# why are note 2 roms so unstable?



## monkey allen (Sep 8, 2011)

Ive had about 6 android devices. Starting with the droid eris. Every device has its ups and downs. Finally i got a note 2 and knew it would be the fastest device ive owned. Last phone was the bionic. 
So far ive seen that every rom I flash has a massive set back. No gps no bluetooth no this no that. I ended up using a stock rom (jelly beans) and for some reason it makes my music cut out out every so often. Tried everything now im looking to switch roms.

Why are note 2 roms so buggy? They are worse than any device ive had. Great phone but it never works correcty.
Does anyone have a rom that isnt garbage or require a list of fixes that require as much time as rooting did?

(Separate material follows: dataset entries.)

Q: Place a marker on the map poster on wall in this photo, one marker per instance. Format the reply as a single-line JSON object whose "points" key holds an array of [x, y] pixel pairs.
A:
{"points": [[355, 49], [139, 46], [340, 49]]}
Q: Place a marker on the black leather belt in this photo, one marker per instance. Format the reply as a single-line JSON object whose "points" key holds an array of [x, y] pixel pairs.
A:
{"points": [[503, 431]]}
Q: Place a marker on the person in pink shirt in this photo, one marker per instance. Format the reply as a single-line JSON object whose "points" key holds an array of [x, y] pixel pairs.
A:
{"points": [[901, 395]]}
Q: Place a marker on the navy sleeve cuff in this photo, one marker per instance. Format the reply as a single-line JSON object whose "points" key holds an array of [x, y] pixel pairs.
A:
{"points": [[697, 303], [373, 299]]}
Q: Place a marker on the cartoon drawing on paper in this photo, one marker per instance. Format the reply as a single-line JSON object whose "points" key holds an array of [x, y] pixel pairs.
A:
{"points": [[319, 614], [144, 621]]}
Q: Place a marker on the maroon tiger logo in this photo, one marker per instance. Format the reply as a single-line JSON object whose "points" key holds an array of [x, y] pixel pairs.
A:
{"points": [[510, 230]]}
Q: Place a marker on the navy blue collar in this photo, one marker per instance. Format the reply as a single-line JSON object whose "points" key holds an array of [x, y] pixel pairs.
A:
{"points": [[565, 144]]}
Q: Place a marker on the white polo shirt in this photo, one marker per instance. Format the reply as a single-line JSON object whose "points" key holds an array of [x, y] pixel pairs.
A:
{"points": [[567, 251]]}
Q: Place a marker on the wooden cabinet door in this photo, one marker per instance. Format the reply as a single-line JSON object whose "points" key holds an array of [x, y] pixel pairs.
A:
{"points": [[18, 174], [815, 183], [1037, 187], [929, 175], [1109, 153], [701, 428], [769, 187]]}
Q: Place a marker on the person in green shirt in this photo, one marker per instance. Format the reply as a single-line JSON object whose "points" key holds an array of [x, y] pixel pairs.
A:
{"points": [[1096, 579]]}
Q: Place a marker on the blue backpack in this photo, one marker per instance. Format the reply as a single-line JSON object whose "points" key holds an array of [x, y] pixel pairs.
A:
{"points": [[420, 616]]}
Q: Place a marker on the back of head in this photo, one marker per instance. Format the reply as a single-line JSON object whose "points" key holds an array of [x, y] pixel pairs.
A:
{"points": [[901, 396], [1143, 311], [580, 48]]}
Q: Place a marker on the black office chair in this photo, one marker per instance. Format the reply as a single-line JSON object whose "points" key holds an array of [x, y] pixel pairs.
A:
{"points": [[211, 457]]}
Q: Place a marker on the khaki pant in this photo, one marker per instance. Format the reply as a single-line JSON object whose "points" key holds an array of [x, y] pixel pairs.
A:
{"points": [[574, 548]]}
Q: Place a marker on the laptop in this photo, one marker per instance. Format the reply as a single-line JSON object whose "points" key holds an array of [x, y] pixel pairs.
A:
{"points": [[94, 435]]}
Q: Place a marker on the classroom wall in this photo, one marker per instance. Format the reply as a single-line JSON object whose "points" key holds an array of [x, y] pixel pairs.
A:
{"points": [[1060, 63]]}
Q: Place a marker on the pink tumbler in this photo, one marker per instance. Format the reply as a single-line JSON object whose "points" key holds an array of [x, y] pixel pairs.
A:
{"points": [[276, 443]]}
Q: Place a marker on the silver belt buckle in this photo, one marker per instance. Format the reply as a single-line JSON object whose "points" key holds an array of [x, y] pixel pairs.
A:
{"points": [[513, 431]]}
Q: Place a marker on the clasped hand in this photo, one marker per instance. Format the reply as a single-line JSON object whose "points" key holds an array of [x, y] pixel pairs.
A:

Please do not respond with the usual " works fine for me bro" like usual.


----------



## poontab (Jun 7, 2011)

Maybe stick with a 4.2.x or touchwiz ROM if stability is your main concern. Only bug I have with 4.3 is the aosp browser runs like garbage so... it works fine for me bro.


----------



## yarly (Jun 22, 2011)

Avoid running versions of Android past what is officially supported through carrier updates.


----------



## akellar (Jun 11, 2011)

Works fine for me bro

Sent from my SCH-I605 using RootzWiki mobile app


----------



## rhaneyjr (Feb 4, 2013)

I really don't know where you are coming from our what roms you've ran but I'm running nothing but 4.3 customs. I'm not gonna let att box in capabilities. I've go no issues. Sure a few minor bugs here and there but instability has never been an issue

Sent from my SAMSUNG-SGH-I317 using Xparent Cyan Tapatalk 2


----------



## jeckel51 (Dec 11, 2011)

Never had any issues. Running beans rom 20. Love this phone

Sent from a Rooted Soup can and string


----------